I know there's A LOT of information in this post that doesn't necessarily relate to art and graffiti (ahem, Marzano?). I feel like I am very lucky that my school chose Marzano over the Danielson Framework for our APPR because in my art education courses at St. Lawrence University, the textbook of choice was Marzano's A Different Kind of Classroom, so I have a bit of a heads up on this whole Marzano thing compared to other teachers in my district.  I am not very familiar with the Danielson Framework, but hopefully there is a cross-over in some of this information that can be found useful for those who have to use Danielson!


  1. I don't know if you are a member of NAEA, but I am, and they send out a periodic glossy publication which usually focuses on one topic in-depth. The most recent issue is devoted to graffiti/street art, and each article is excellent - informative and provocative. If you haven't seen this issue, you should try to get a copy ASAP. I don't recall the name of the magazine offhand, but if you want to know, send me an email and I'll double check for you.

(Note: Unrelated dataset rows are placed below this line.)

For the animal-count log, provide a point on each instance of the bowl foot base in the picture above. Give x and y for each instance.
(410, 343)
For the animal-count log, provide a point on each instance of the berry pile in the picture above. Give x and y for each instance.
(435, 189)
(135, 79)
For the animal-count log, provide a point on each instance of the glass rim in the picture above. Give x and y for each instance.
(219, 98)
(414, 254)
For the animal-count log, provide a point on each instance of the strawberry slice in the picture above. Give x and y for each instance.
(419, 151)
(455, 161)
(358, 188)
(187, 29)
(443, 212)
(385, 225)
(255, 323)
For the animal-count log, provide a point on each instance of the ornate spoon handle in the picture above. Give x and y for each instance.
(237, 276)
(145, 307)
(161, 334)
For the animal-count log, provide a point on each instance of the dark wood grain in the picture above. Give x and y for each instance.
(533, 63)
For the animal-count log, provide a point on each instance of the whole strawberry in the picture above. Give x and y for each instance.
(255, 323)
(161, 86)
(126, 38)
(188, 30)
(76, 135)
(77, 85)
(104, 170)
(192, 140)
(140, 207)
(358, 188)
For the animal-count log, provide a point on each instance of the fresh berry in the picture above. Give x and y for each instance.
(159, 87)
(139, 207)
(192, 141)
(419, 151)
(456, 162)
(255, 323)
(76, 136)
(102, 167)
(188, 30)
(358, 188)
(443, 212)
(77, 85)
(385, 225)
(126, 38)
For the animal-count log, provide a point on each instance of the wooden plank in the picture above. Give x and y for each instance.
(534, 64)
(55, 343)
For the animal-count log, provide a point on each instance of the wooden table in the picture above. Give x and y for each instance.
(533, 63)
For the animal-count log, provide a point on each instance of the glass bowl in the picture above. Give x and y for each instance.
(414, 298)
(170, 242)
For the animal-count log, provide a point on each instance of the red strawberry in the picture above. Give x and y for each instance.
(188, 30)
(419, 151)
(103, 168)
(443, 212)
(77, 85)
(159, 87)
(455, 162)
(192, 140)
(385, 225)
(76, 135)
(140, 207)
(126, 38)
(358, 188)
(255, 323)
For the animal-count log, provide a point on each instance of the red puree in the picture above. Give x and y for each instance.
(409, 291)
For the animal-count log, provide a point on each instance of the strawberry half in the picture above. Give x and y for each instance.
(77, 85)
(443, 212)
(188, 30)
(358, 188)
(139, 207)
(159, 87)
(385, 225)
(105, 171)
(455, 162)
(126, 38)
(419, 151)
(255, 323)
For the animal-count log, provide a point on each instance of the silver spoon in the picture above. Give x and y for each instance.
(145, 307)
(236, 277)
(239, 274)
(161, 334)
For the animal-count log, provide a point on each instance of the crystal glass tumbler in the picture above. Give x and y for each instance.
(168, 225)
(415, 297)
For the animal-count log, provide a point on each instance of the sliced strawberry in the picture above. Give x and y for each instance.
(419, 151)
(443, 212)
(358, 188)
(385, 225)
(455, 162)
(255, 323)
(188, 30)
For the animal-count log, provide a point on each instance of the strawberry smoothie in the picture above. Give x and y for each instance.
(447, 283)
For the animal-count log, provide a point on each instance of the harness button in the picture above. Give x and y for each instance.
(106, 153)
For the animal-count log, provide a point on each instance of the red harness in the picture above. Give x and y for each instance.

  2. One more thing - at the risk of sounding completely ignorant - lately you've mentioned 'bell-ringers'. This is a term I've seen suddenly cropping up lately, but not one I ever heard mentioned in my school district, EVER. What exactly is meant by a 'bell-ringer' activity?

    And lastly - a couple more graffiti thoughts -
    While there is much street art that is politically savvy, or socially conscious, there is also graffiti that represents gang affiliation. The kids probably know that, and some might even think that is 'cool'. I think it is extremely important to discuss this and set parameters to what kind of name is acceptable for this project. Also, I'd discuss the legal ramifications, since you are introducing a kind of art that, while it is 'in' right now, is often done under cover of night, outside of the law.
    A lot of kids are probably interested in the link between graffiti and tattoo art, as well.
    And finally, for fun, if I was showing them street imagery, I'd also show an example or two of 'yarn-bombing'!

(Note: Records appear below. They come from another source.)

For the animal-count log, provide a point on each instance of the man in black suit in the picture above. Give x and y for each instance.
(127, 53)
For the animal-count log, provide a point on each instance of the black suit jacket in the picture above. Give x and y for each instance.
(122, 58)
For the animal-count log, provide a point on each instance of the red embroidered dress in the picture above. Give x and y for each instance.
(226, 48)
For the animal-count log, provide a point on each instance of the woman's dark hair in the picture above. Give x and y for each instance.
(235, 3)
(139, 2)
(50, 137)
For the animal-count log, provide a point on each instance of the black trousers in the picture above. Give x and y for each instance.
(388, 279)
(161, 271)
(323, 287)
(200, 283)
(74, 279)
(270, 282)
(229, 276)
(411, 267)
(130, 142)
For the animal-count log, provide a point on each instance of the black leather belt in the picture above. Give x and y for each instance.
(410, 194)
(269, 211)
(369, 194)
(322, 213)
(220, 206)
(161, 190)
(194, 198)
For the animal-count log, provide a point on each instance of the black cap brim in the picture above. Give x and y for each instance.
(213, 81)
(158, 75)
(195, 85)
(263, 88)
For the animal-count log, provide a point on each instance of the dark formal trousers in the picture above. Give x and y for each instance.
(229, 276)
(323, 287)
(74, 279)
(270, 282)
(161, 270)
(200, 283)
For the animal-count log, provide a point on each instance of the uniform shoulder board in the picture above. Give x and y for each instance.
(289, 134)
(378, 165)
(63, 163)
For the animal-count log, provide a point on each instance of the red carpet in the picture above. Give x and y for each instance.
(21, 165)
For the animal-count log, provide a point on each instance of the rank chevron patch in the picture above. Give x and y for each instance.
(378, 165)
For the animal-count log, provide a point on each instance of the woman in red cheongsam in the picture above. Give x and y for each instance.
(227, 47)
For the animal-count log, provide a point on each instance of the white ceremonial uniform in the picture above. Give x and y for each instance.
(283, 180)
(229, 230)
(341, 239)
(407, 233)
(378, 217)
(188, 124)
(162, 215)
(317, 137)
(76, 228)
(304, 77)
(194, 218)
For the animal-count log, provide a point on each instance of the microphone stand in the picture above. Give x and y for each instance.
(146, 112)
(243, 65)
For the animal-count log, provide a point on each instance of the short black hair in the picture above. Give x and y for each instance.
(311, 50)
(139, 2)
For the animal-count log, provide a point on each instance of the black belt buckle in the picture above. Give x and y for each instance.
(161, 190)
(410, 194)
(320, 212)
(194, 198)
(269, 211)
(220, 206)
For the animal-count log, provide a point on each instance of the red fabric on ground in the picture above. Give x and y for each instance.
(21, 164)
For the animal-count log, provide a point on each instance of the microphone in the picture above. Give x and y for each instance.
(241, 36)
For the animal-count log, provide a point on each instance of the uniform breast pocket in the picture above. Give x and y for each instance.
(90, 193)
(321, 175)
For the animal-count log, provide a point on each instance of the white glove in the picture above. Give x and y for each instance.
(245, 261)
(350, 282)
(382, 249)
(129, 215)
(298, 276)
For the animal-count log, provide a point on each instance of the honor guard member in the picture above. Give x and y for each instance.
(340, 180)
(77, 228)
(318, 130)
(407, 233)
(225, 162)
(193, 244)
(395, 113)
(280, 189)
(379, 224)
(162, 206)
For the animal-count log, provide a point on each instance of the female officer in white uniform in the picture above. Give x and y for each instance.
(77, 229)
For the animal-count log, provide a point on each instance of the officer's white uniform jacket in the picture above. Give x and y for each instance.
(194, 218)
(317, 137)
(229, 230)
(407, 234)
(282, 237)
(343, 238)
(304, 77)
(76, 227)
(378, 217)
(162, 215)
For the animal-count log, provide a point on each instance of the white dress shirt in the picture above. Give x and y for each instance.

    1. A bell ringer is something that the students need to do right when they enter the classroom. It is usually a review question or something related to the days topic to get their attention focused as soon as they enter the classroom. I will be requiring students to do their bell ringers in a section of their sketchbook. One day it might be a question about graffiti for them to answer, and another day it could be a drawing prompt for a quick sketch.

      I definitely plan on discussing the legalities of graffiti with students. There is a great little passage in the book I'm using by the artist that talks about being expressive with graffiti in a legal way. Depending on how into the unit the students get (and how long their attention stays focused), I'd like to get into other things like graffitis influence on tattoos and clothing. The workbook I bought actually touches in the fashion has design prompts for sweatshirts, sneakers, hats etc.

    2. And actually, I found an article from about four months ago in Canada I believe that talks about illegal versus legal street art, and how one town is creating a "graffiti alley" just for street art. I plan to possibly give articles like this for homework assignments. It'll make for good bell ringer discussions the next day!

  3. As if I haven't annoyed you enough today - what color are their sketchbooks? What media are you using for the tags?

    1. I'm actually going to be using the a book binding kit from Blick for sketchbooks with 7th grade. The covers are plain cardboard. There is a spiral binding and they fit about 40 pages of 80 lb. paper. I'm thinking of giving options for the final tag...I have paint, but I also have six of the Crayola airbrush marker pumps, and I found an actually air brush machine in the high school art room, so if that works I may let the kids use that as well. As we practice and refine the tags, I'll have the kids use the different materials available to decide what they want to use.